Um aroma muito agradável e doce de lavanda e limão dava uma sensação muito relaxante de limpeza a qualquer um que penetrasse na área.
O que mais surpreendeu Anami foi o tipo de iluminação do local. Procurou a fonte da luz e não a descobriu. Só viu uma grande massa amarelo-brilhante no teto, feito uma lâmpada plana de alta tensão. A luz oscilava a um intervalo ligeiramente intermitente e periódico. Mas nos momentos em que a grande massa do telhado retirava sua luz amarela, a escuridão não reinava sobre o lugar e uma luz muito suave esverdeada era irradiada a partir de todas as plantas que ocupavam quase toda a base do salão principal e de alguns dos pequenos buracos nas paredes. Isso produzia uma luz ambiente que permitia ir por todo o lugar sem qualquer problema.

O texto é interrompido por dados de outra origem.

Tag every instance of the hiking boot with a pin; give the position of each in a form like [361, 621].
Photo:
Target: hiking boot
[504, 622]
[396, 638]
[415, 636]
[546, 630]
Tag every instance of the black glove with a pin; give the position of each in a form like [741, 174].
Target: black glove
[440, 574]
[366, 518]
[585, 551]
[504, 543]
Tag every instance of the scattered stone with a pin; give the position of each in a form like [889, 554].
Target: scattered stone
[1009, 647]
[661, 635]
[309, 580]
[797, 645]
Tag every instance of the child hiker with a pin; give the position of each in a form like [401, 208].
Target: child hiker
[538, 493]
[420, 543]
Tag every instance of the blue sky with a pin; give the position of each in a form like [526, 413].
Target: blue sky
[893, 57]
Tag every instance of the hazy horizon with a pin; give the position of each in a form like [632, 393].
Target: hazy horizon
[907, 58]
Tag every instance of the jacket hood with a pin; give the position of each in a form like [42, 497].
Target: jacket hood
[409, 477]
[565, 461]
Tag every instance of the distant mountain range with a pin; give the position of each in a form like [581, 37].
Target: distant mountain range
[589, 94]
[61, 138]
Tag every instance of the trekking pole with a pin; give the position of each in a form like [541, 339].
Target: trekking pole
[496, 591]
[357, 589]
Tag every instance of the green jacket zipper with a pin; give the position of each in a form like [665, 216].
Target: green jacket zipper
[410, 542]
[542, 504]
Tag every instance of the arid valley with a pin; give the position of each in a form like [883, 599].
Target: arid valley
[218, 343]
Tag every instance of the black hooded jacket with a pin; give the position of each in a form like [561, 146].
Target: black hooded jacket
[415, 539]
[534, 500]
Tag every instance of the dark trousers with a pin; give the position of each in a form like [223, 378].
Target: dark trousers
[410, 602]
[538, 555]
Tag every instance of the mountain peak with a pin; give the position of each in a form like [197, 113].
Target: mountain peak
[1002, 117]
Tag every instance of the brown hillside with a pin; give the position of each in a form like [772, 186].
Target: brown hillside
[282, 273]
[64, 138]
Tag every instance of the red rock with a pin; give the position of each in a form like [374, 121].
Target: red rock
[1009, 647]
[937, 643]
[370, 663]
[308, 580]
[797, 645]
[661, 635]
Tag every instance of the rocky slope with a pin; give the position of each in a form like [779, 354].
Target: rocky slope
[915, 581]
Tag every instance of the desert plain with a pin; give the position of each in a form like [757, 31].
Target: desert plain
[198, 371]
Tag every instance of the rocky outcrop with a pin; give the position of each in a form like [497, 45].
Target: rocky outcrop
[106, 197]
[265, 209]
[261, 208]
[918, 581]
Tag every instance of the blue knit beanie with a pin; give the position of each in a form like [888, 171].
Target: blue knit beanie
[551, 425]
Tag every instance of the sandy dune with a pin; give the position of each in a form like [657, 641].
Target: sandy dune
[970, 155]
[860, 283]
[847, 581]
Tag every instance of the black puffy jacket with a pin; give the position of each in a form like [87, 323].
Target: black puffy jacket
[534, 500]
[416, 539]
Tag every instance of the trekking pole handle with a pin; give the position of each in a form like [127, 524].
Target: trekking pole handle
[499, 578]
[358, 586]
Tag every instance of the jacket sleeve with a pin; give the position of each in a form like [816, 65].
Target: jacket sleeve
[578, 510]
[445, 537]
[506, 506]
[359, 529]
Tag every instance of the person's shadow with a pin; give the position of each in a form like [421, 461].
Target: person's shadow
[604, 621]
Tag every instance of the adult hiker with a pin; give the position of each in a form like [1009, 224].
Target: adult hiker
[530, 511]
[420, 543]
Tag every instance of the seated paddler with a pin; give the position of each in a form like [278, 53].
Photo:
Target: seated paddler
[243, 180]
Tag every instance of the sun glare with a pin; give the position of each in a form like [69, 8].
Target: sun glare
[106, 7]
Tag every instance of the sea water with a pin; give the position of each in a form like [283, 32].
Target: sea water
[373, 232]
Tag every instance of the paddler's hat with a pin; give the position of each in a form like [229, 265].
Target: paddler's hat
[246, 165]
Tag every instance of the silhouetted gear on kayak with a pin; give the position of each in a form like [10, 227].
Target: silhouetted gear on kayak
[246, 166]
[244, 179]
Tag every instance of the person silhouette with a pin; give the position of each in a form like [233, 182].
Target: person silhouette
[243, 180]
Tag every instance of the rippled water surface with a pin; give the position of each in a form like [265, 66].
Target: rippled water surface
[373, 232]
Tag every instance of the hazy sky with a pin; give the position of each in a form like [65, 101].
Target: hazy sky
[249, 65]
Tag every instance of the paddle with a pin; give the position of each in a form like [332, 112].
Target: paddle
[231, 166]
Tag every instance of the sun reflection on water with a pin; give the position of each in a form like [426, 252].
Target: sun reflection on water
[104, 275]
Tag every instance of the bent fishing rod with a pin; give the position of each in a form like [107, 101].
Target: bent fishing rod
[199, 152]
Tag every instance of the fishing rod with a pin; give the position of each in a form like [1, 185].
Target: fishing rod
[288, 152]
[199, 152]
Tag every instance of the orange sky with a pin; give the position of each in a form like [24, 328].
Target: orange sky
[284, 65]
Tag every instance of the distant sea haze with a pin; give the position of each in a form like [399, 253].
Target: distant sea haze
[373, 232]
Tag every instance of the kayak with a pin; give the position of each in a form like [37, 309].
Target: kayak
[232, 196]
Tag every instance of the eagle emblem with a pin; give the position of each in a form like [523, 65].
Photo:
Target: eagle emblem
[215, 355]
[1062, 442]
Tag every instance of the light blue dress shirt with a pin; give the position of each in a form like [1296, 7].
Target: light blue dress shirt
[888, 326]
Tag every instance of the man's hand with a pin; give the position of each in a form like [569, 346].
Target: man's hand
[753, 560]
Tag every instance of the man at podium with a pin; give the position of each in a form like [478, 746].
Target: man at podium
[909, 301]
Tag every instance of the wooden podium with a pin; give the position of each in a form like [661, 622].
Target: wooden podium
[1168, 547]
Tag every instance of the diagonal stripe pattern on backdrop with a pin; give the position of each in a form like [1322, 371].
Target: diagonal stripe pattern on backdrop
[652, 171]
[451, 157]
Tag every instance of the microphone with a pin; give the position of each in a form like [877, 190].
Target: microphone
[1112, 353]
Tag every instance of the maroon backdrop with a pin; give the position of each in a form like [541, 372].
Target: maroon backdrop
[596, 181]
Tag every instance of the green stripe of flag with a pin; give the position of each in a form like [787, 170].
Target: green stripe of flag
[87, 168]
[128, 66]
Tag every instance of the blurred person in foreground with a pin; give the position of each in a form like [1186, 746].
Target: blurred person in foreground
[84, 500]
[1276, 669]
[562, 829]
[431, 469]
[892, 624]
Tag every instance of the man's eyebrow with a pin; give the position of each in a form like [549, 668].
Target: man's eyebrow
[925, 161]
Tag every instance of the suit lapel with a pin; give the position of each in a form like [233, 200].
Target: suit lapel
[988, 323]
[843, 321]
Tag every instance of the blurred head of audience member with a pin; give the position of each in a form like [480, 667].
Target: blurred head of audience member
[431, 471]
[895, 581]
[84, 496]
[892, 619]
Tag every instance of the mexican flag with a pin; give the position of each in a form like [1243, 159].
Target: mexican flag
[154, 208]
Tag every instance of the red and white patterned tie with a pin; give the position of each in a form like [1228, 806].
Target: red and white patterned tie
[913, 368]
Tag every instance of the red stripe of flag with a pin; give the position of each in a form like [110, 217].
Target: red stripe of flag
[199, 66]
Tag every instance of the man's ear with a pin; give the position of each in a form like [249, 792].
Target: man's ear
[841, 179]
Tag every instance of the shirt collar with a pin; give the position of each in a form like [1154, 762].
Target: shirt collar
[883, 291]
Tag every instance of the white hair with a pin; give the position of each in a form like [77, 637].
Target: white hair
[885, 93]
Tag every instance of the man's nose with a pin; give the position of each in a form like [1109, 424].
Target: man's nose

Anami procurou dispositivos eletrônicos e não os encontrou. Era como se tivesse recuado no tempo para uma época anterior à industrialização.
- Como podem gerar esta luz? –Ela se perguntou enquanto ia tentando desvendar o mistério–
- Vem, sobe! A primeira coisa que vais fazer é tomar um banho e tirar estes trajes mal-cheirosos e sujos, senão vais terminar por estropiar a minha casa e isso não admito –Anami ouviu que lhe chamavam com grande autoridade a partir de algum lugar no topo da casa–
Anami olhou para cima e distinguiu uma mulher Vesga velha e um pouco encurvada, de uns oitenta anos, que estava fazendo gestos com as mãos, assim, convidando-a para que entrasse no terceiro quarto subindo pela escada em espiral que contornava as paredes da sala.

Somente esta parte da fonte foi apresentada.